Lontana dall’intento di scrivere un masterpiece della letteratura italiana, ho voluto comunque riprendere dal buon vecchio Thackeray (e non da Marchetti, attenzione) la serialità delle narrazioni che si susseguono in Vanity Fair e su quella falsa riga costruire un altro tipo di storie.

Anzi, più che storie, le mie vogliono essere delle immagini che cercano di legare alla musica di un brano le sue possibili evocazioni di ambito stilistico, tale che, in questa fiera della vanità, a sfilare siano gli artisti vestiti delle loro note, dei colori invisibili che solo con un orecchio attento si possono percepire.

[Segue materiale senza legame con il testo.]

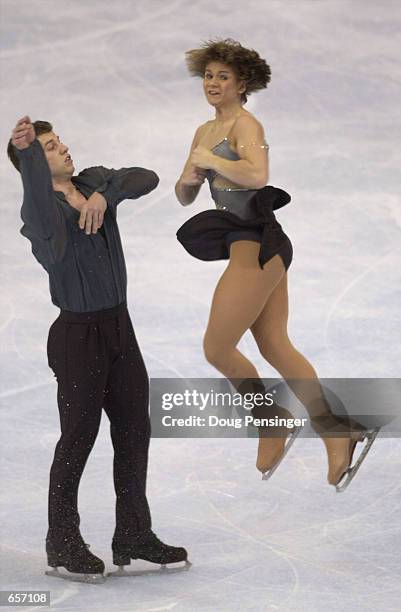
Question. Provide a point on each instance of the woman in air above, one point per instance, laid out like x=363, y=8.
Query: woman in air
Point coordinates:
x=230, y=151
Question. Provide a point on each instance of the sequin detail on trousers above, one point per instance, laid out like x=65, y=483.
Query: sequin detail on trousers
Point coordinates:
x=97, y=362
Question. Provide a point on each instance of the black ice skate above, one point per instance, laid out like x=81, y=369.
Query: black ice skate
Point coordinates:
x=294, y=433
x=147, y=547
x=349, y=474
x=72, y=553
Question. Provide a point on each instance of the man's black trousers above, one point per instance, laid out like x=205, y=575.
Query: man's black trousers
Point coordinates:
x=98, y=364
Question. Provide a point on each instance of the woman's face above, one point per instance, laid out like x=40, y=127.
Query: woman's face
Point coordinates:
x=220, y=84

Sulla passerella della vanità, lasciamo che a succedersi sul catwalk (di artisti e musicisti), sia invece la nudità dell’indie.

I Hate My Village, Gibbone

Anche stavolta sono gli I hate my village a creare uno stile e non a seguire le mode. Muse di sé stessi il gruppo che annovera tra i suoi componenti una buona parte degli artisti più validi in territorio italiano al momento, sembra non indossare una nuova veste, al contrario le ambientazioni tribali, i rimandi alla world music e i suoni come sempre catartici li denudano ad uno stadio originario e primitivo come quello privo di congetture sociali e costrizioni mentali che spesso non fanno altro che annientare la musica contemporanea.

Blumosso, TG

Si scrive “Tg” si legge “Di questi e d’altri amori”: stiamo parlando del nuovo singolo di Blumosso che chiude come un sigillo il trittico iniziato con in brano “Vabeh”. Se proprio dovessimo attribuirgli un outfit azzeccato, io opterei per qualcosa di comodo, tuta e pantofole da casa, questa combo vi ricorda qualcosa? Ma certo, il nostro vestito migliore durante il lockdown, come quello che ha ispirato l’artista per la stesura della canzone. Momenti che sembrano essere durati una vita e un anno che sembra non essere mai stato vissuto per davvero; questo e d’altri amori appunto è il nuovo lavoro dell’artista pugliese.

Paul Giorgi, Cicale

Componiamo con Paul Giorgi, singolo dopo singolo, una giungla musicale fatta di tigri, gazze e “Cicale”. Non ci vestiamo da safari, piuttosto ci spogliamo e ci mettiamo il costume da bagno, perché “Cicale” è un singolo che non mira all’avventura quanto al mood chill e lo-fi, come tutta la produzione di Paul Giorgi. “Cicale” poi sa d’estate, eh sì, perché a pensarci bene quale miglior sottofondo delle nostre vacanze al mare se non quel gracidare ininterrotto di questi insetti verdi? Magari verdi fluo, come quella della copertina.

Heren Wolf, Sun God

Le ore di luce stanno già diminuendo, le giornate si accorciano e quindi arriva Heren Wolf a portare un po’ di sole con la sua luminosa “Sun God”. Entriamo nella sua galleria di quadri e singoli accomunati dalla bellezza evocativa della voce dell’artista. Un suono che si fa colore, una voce che si fa pittrice di immagini astratte che sembrano rappresentare le sfumature dell’anima. Associare un suono ad un colore può avere fini catartici e meditativi, immagino che un “Sun God” di cui ci parla Heren Wolf non poteva non saperlo!

 

DANU, è stato bello

Una canzone che porta con sé tutte le sfumature del tramonto, di quella golden hour che inevitabilmente ci rende tutti un po’ romantici. Stiamo parlando di “è stato bello”, ultimo singolo di Danu, un artista che proprio sulla malinconia del passato ha saputo costruire tutta la gioia del suo presente. “è stato bello” somiglia ad una polaroid sbiadita, come quella conservata in un cassetto e nascosta da polvere e ricordi ammucchiati. “è stato bello” lo diciamo anche noi dopo aver ascoltato in loop questo singolo, che racconta anche un po’ di noi, anche un po’ di te.